125. As far as this review petition is concerned, we are not required to decide whether the appeal has been decided by the impugned judgment and order dated September 16, 2010, correctly or incorrectly. If this review petition is allowed because of the fact that there was denial of opportunity of hearing to the review petitioners, the impugned judgment and order would not exist and it would remain open for any of the parties to show as to what correct answer to the substantial questions of law, which this court may formulate, shall be.

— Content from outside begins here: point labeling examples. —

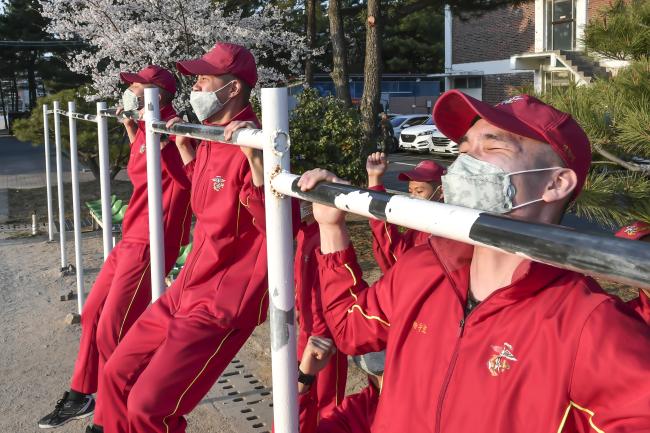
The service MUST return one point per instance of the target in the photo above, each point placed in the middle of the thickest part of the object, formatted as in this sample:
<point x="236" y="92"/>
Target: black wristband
<point x="305" y="379"/>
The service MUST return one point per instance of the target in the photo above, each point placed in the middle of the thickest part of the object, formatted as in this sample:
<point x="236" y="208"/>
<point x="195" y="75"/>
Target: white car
<point x="404" y="121"/>
<point x="426" y="138"/>
<point x="441" y="144"/>
<point x="417" y="138"/>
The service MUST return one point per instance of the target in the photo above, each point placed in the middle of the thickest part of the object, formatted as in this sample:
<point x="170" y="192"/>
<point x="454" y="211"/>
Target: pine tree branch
<point x="628" y="165"/>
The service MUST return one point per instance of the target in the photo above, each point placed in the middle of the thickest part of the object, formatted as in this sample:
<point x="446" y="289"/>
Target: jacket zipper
<point x="200" y="176"/>
<point x="445" y="383"/>
<point x="454" y="358"/>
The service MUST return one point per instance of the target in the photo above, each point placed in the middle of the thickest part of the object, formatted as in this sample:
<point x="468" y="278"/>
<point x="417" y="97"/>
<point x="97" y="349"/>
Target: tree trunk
<point x="339" y="53"/>
<point x="31" y="82"/>
<point x="372" y="78"/>
<point x="15" y="95"/>
<point x="5" y="109"/>
<point x="92" y="163"/>
<point x="310" y="10"/>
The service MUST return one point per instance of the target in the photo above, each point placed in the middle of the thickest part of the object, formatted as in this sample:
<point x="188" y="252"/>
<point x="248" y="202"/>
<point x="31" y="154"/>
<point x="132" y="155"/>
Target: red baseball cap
<point x="454" y="114"/>
<point x="425" y="171"/>
<point x="223" y="58"/>
<point x="152" y="74"/>
<point x="635" y="231"/>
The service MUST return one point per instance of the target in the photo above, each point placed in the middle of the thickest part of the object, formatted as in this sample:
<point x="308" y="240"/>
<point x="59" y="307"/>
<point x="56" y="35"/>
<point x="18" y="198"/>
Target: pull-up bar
<point x="622" y="260"/>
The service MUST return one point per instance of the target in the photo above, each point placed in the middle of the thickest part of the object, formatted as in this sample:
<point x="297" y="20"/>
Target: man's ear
<point x="561" y="185"/>
<point x="236" y="89"/>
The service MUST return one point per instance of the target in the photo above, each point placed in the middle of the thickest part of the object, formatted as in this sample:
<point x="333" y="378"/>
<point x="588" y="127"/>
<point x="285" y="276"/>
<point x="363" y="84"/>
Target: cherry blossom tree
<point x="127" y="35"/>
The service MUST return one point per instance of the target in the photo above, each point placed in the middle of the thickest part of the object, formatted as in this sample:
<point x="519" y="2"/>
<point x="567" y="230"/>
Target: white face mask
<point x="130" y="101"/>
<point x="430" y="197"/>
<point x="205" y="104"/>
<point x="477" y="184"/>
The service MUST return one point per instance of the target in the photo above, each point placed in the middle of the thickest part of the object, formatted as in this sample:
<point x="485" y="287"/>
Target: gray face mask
<point x="130" y="101"/>
<point x="477" y="184"/>
<point x="206" y="104"/>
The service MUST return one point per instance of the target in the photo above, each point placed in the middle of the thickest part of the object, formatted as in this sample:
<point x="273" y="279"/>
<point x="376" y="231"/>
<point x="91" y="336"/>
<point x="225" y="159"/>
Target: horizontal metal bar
<point x="80" y="116"/>
<point x="111" y="112"/>
<point x="605" y="256"/>
<point x="242" y="137"/>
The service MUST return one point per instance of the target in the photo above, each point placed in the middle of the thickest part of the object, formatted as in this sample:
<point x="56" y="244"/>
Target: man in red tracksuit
<point x="328" y="388"/>
<point x="178" y="348"/>
<point x="356" y="412"/>
<point x="388" y="242"/>
<point x="638" y="231"/>
<point x="122" y="289"/>
<point x="478" y="340"/>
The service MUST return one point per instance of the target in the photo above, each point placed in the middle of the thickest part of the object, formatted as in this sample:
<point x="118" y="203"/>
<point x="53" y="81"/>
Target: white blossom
<point x="127" y="35"/>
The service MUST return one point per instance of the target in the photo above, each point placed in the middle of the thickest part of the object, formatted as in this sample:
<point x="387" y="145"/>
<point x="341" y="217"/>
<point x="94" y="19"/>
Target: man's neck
<point x="490" y="270"/>
<point x="227" y="113"/>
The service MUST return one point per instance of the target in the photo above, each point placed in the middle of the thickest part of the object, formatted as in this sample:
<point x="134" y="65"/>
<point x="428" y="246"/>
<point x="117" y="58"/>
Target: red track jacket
<point x="225" y="273"/>
<point x="388" y="243"/>
<point x="177" y="213"/>
<point x="551" y="352"/>
<point x="641" y="306"/>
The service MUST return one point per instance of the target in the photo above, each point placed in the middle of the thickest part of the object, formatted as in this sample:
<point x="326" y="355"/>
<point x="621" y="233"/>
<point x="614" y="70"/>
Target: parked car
<point x="404" y="121"/>
<point x="440" y="144"/>
<point x="417" y="138"/>
<point x="426" y="138"/>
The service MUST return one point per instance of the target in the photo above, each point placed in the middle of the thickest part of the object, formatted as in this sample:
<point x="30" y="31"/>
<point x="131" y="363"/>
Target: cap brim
<point x="197" y="67"/>
<point x="416" y="176"/>
<point x="130" y="77"/>
<point x="454" y="114"/>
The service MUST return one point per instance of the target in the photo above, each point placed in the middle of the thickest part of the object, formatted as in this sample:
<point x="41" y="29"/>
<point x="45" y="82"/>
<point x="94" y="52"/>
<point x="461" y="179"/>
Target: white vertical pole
<point x="48" y="175"/>
<point x="449" y="19"/>
<point x="275" y="124"/>
<point x="154" y="197"/>
<point x="76" y="207"/>
<point x="59" y="182"/>
<point x="104" y="179"/>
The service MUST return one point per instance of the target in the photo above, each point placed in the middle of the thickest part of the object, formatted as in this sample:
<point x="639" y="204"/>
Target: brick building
<point x="536" y="45"/>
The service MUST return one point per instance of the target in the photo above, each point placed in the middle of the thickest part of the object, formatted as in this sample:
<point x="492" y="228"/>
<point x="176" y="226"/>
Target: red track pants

126. In the present case, since this court did not formulate the substantial questions of law for adjudication before hearing of the appeal on the merits, there can be no escape from the conclusion that hearing of the appeal prior to its admission has to be treated as a hearing on the admission of the appeal in order to determine if the substantial questions of law, as contended by the appellants, had or had not arisen and it was only upon having formulated the questions of law, which, according to the High Court, were the substantial questions of law for adjudication in the appeal that the appeal could or ought to have been heard.

127. As the omission, on our part, to formulate the substantial questions of law and, then, invite the parties to have their say in the matter amount to denial of opportunity of effective hearing to the parties concerned, particularly, to the review petitioners, we must have the magnanimity and courage to acknowledge our mistake, recall the judgment and order, dated September 16, 2010, and, then, decide the appeal, on the merits, after having formulated the substantial questions of law, which this court may deem necessary for adjudication of the appeal.

128. Because of what have been discussed and pointed out above, these review petitions succeed. The impugned judgment and order stand accordingly reviewed and recalled.

129. Consequent upon the fact that the Review Petition No. 108 of 2010 has been allowed today, the Review Petition Nos. 116 of 2010, 117 of 2010, 118 of 2010 and 124 of 2010, too, which rested on the judgment and order, dated September 16, 2010, are hereby allowed and the orders, passed in I.T. A. Nos. 22 of 2010, 21 of 2010, 23 of 2010 and 24 of 2010 respectively, are hereby reviewed and recalled.

130. Let the I. T. A. Nos. 06 of 2010, 23 of 2010, 22 of 2010, 21 of 2010 and 24 of 2010, along with the other connected appeals, be listed, for admission, on April 10, 2013.